Final answer:
To solve triangle ABC, calculate angle C by subtracting angles A and B from 180. Use the Law of Sines with angle A, angle B, and side a to find sides b and c. Round the final answers to the nearest hundredth.
Step-by-step explanation:
To solve triangle ABC, given that angle A = 84 degrees, angle B = 66 degrees, and side a = 13, we start by finding angle C. Since the sum of angles in a triangle equals 180 degrees, angle C can be found as follows:
C = 180 - A - B
C = 180 - 84 - 66
C = 30 degrees
With angle C and side a known, we can now use the Law of Sines to find the other sides, b and c:
\(\frac{a}{\sin A} = \frac{b}{\sin B} = \frac{c}{\sin C}\)

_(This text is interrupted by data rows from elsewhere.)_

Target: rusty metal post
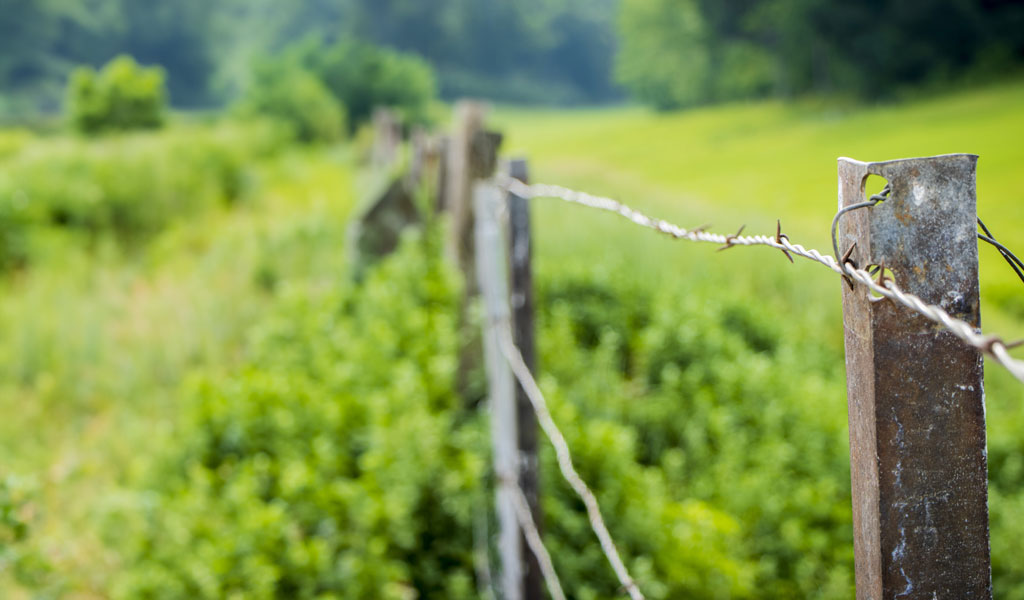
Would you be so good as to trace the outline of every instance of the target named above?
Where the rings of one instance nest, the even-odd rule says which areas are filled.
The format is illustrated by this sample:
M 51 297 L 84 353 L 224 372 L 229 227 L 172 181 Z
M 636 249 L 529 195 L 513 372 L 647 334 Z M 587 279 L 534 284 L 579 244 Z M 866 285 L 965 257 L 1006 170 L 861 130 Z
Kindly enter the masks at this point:
M 976 163 L 840 159 L 840 208 L 868 175 L 891 192 L 843 216 L 839 246 L 978 327 Z M 843 319 L 857 599 L 990 599 L 981 353 L 859 286 L 843 285 Z

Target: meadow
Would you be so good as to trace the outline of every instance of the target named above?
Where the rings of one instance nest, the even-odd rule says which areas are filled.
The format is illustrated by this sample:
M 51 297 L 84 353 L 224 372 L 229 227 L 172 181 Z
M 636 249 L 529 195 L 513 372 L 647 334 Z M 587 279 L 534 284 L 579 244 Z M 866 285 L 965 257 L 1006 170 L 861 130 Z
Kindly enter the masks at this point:
M 535 181 L 684 226 L 780 219 L 822 251 L 837 157 L 975 153 L 979 213 L 1021 249 L 1022 106 L 1011 83 L 881 106 L 499 108 L 493 124 Z M 159 153 L 185 127 L 129 141 Z M 453 389 L 461 284 L 439 257 L 443 222 L 352 282 L 358 148 L 251 127 L 223 134 L 245 140 L 228 151 L 210 142 L 226 167 L 164 196 L 161 171 L 122 171 L 117 141 L 0 133 L 0 190 L 77 199 L 26 229 L 0 283 L 12 597 L 479 594 L 486 427 Z M 35 158 L 53 155 L 71 157 L 63 173 Z M 54 191 L 50 175 L 100 191 Z M 104 199 L 120 212 L 95 210 Z M 648 597 L 851 597 L 839 278 L 553 200 L 532 211 L 541 384 Z M 981 260 L 985 329 L 1024 337 L 1024 286 L 994 251 Z M 986 387 L 996 597 L 1024 598 L 1024 388 L 994 365 Z M 615 597 L 547 449 L 542 466 L 566 589 Z

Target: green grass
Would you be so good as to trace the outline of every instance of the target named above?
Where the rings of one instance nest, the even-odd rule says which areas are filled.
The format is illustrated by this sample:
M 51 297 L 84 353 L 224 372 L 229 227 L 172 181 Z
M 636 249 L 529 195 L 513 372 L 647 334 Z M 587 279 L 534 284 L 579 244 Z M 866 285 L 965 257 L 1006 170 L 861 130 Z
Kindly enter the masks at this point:
M 237 365 L 276 290 L 342 270 L 348 161 L 296 149 L 257 171 L 247 204 L 195 215 L 140 253 L 51 241 L 0 284 L 3 470 L 35 489 L 34 544 L 76 597 L 106 597 L 118 557 L 98 524 L 169 435 L 181 381 Z
M 1024 82 L 877 108 L 770 101 L 678 114 L 504 110 L 495 123 L 507 133 L 506 151 L 529 159 L 535 181 L 609 195 L 683 226 L 710 222 L 721 232 L 745 224 L 748 233 L 774 233 L 780 219 L 794 242 L 822 252 L 831 246 L 837 158 L 977 154 L 979 215 L 1001 242 L 1024 252 Z M 780 317 L 807 322 L 802 313 L 812 305 L 811 312 L 825 315 L 819 323 L 830 326 L 823 335 L 841 335 L 840 284 L 820 267 L 793 267 L 766 249 L 712 258 L 707 248 L 650 240 L 654 235 L 637 233 L 614 216 L 554 202 L 538 206 L 542 264 L 548 257 L 626 262 L 638 276 L 663 285 L 685 285 L 698 272 L 714 271 L 735 282 L 723 294 L 793 287 L 806 296 L 787 294 L 793 312 Z M 1024 286 L 993 249 L 980 253 L 985 329 L 1024 337 Z M 752 276 L 755 284 L 743 282 Z M 1024 388 L 998 366 L 990 365 L 988 373 L 996 405 L 1002 398 L 1024 399 Z
M 612 196 L 682 225 L 711 222 L 723 232 L 740 224 L 748 232 L 774 232 L 775 220 L 781 219 L 794 242 L 821 251 L 830 246 L 838 157 L 876 161 L 975 153 L 981 157 L 979 212 L 1001 241 L 1024 249 L 1024 83 L 876 108 L 804 101 L 669 115 L 635 108 L 502 110 L 495 122 L 507 135 L 505 154 L 528 157 L 536 181 Z M 0 135 L 0 161 L 32 143 L 24 133 Z M 168 436 L 179 409 L 180 382 L 196 370 L 230 373 L 244 365 L 247 336 L 279 291 L 337 285 L 351 187 L 365 183 L 353 177 L 351 161 L 324 151 L 289 149 L 265 160 L 257 172 L 250 200 L 175 223 L 137 253 L 104 242 L 84 248 L 56 234 L 41 240 L 46 252 L 28 270 L 0 283 L 0 475 L 26 475 L 36 489 L 27 509 L 33 545 L 52 564 L 52 580 L 72 597 L 106 597 L 111 574 L 123 566 L 121 555 L 100 540 L 99 523 L 123 502 L 122 492 L 146 464 L 142 459 L 173 442 Z M 572 286 L 594 283 L 599 291 L 617 294 L 608 306 L 629 299 L 616 308 L 623 314 L 633 309 L 634 293 L 634 308 L 649 306 L 653 298 L 663 318 L 722 318 L 737 305 L 752 306 L 759 319 L 771 324 L 767 331 L 786 338 L 783 347 L 791 354 L 755 355 L 751 359 L 761 370 L 760 379 L 751 381 L 786 380 L 792 373 L 799 380 L 796 389 L 817 394 L 795 413 L 801 418 L 813 413 L 804 425 L 842 432 L 846 401 L 842 385 L 836 384 L 843 355 L 841 284 L 833 273 L 807 261 L 791 265 L 768 249 L 715 253 L 712 246 L 677 243 L 614 215 L 557 201 L 537 201 L 534 214 L 542 300 L 568 302 L 579 291 Z M 983 248 L 981 256 L 985 329 L 1024 337 L 1024 286 L 993 251 Z M 586 310 L 596 311 L 599 322 L 614 316 L 602 312 L 607 306 L 599 298 L 591 299 L 597 307 Z M 588 376 L 602 350 L 571 347 L 568 325 L 560 319 L 567 320 L 561 317 L 572 310 L 558 302 L 542 304 L 548 313 L 542 316 L 539 344 L 542 383 L 556 392 L 554 401 L 566 415 L 575 414 L 578 402 L 584 413 L 606 404 L 603 410 L 615 415 L 616 423 L 631 415 L 643 421 L 650 417 L 636 412 L 632 402 L 646 410 L 675 405 L 678 398 L 670 392 L 654 397 L 638 381 L 620 385 L 605 382 L 605 376 Z M 685 309 L 666 310 L 657 303 Z M 651 332 L 667 339 L 686 331 L 686 324 L 662 325 Z M 601 343 L 613 346 L 614 340 Z M 820 349 L 820 359 L 802 363 L 806 347 Z M 815 360 L 819 363 L 810 365 Z M 772 371 L 777 369 L 791 373 Z M 564 377 L 556 379 L 555 373 Z M 1024 444 L 1017 440 L 1024 427 L 1024 386 L 995 365 L 988 366 L 986 378 L 992 479 L 1000 482 L 993 483 L 992 494 L 998 563 L 1024 552 L 1024 523 L 1014 518 L 1022 502 L 1016 481 L 1024 472 Z M 730 406 L 705 400 L 718 426 L 736 417 Z M 584 428 L 596 422 L 579 427 L 588 431 Z M 638 435 L 642 439 L 643 432 Z M 829 447 L 842 449 L 842 436 L 827 435 Z M 780 454 L 792 449 L 788 440 L 776 441 Z M 583 457 L 588 455 L 602 452 L 584 447 Z M 722 468 L 736 464 L 745 463 Z M 741 475 L 737 486 L 753 485 L 746 478 L 758 477 Z M 848 475 L 837 479 L 848 481 Z M 821 484 L 788 483 L 812 491 Z M 683 486 L 673 487 L 670 496 L 715 499 L 707 489 Z M 777 501 L 766 499 L 767 504 Z M 769 529 L 778 525 L 750 520 Z M 791 533 L 810 540 L 820 532 Z M 563 555 L 578 550 L 573 546 Z M 839 566 L 843 571 L 845 566 Z M 1019 570 L 1009 563 L 1001 568 Z M 841 592 L 819 592 L 822 597 L 843 596 L 845 580 L 837 577 L 833 590 Z M 0 574 L 0 588 L 6 591 L 9 583 Z M 1014 594 L 1000 597 L 1017 598 Z
M 896 105 L 760 102 L 680 114 L 501 110 L 495 122 L 507 134 L 505 148 L 528 158 L 534 181 L 611 196 L 683 226 L 713 223 L 720 232 L 745 224 L 748 233 L 774 233 L 780 219 L 794 242 L 822 252 L 830 252 L 837 158 L 973 153 L 980 157 L 979 215 L 1000 241 L 1024 252 L 1024 82 Z M 740 298 L 770 312 L 785 337 L 843 356 L 841 283 L 818 265 L 800 259 L 791 265 L 768 249 L 717 254 L 714 247 L 663 240 L 615 215 L 554 200 L 535 207 L 542 286 L 580 270 L 614 273 L 639 289 L 692 290 L 711 303 Z M 993 249 L 981 247 L 980 256 L 984 330 L 1024 338 L 1024 285 Z M 824 422 L 845 426 L 842 387 L 828 389 L 837 393 L 816 398 Z M 1024 598 L 1014 561 L 1024 552 L 1024 529 L 1015 517 L 1024 385 L 988 361 L 986 392 L 996 597 Z

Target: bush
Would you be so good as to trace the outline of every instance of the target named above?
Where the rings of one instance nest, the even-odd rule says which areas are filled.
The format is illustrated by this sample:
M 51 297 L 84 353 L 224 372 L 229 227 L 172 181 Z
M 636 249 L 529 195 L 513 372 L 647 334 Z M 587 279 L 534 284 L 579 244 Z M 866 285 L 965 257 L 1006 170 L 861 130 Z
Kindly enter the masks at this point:
M 112 528 L 112 544 L 125 565 L 116 597 L 477 597 L 474 521 L 493 503 L 486 416 L 465 406 L 453 389 L 461 294 L 438 248 L 436 233 L 407 239 L 360 287 L 292 288 L 257 327 L 240 371 L 207 373 L 189 387 L 186 417 L 173 445 L 144 469 L 151 478 L 139 489 L 135 509 L 118 515 Z M 569 285 L 554 294 L 597 299 L 581 313 L 589 324 L 579 330 L 585 335 L 594 331 L 591 326 L 601 329 L 593 314 L 601 305 L 625 300 L 596 286 Z M 558 305 L 564 306 L 556 300 Z M 679 411 L 678 378 L 655 393 L 651 405 L 632 401 L 637 383 L 608 368 L 618 362 L 617 350 L 603 343 L 580 350 L 577 328 L 562 316 L 555 314 L 546 326 L 544 359 L 545 373 L 564 387 L 545 382 L 545 388 L 578 468 L 593 484 L 648 597 L 755 597 L 755 584 L 772 577 L 806 576 L 800 590 L 824 585 L 824 559 L 817 557 L 843 555 L 849 547 L 848 511 L 831 516 L 834 496 L 848 505 L 844 487 L 835 495 L 827 486 L 818 497 L 795 494 L 792 502 L 765 513 L 755 511 L 757 495 L 721 504 L 729 510 L 713 508 L 712 501 L 737 485 L 739 465 L 763 467 L 755 481 L 759 491 L 771 496 L 775 478 L 804 469 L 803 455 L 774 463 L 777 444 L 764 444 L 773 451 L 764 457 L 743 447 L 743 441 L 764 437 L 730 439 L 722 412 L 709 414 L 707 401 L 686 419 L 673 418 Z M 745 317 L 730 312 L 722 318 Z M 705 327 L 713 330 L 718 323 Z M 758 367 L 758 351 L 748 350 L 743 340 L 725 336 L 719 342 L 716 349 L 724 349 L 735 365 L 719 367 L 721 374 L 712 378 L 715 389 L 757 391 L 734 389 L 741 368 L 752 361 Z M 712 362 L 709 356 L 700 369 L 712 369 Z M 768 376 L 763 368 L 758 373 Z M 765 419 L 778 419 L 780 412 L 790 419 L 778 426 L 762 423 L 757 404 L 765 405 L 766 395 L 752 393 L 741 413 L 752 427 L 761 424 L 765 436 L 792 422 L 792 413 L 778 401 Z M 709 426 L 716 427 L 714 437 L 706 442 L 693 437 L 694 430 Z M 656 439 L 667 443 L 656 445 Z M 717 457 L 709 456 L 715 447 L 728 453 L 722 473 L 714 468 Z M 691 452 L 705 462 L 691 463 Z M 833 455 L 825 456 L 831 467 Z M 618 584 L 585 509 L 546 444 L 541 466 L 547 544 L 563 585 L 577 598 L 617 597 Z M 819 462 L 807 467 L 815 473 L 819 468 Z M 693 472 L 699 486 L 683 478 Z M 812 489 L 818 485 L 806 477 L 799 481 Z M 749 483 L 740 484 L 749 490 Z M 817 504 L 809 508 L 801 504 L 806 501 Z M 807 524 L 812 532 L 774 541 L 761 514 L 778 519 L 772 522 L 788 518 Z M 830 524 L 829 519 L 847 527 L 836 550 L 818 544 L 819 523 Z M 813 556 L 805 558 L 805 552 Z M 803 570 L 791 570 L 797 567 Z M 849 582 L 838 581 L 848 594 L 843 584 Z M 773 588 L 796 597 L 794 589 Z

We will focus on finding side b using:
\(b = \frac{a * \sin B}{\sin A}\)
\(b = \frac{13 * \sin 66}{\sin 84}\)
After calculating this with a calculator, we round the result to the nearest hundredth, as instructed.
Then, we would repeat a similar process to find side c using:
\(c = \frac{a * \sin C}{\sin A}\)
Note that due to rounding, instruction to round results to the nearest hundredth is crucial for precision as shown with the example of 201.867 rounding to 201.87.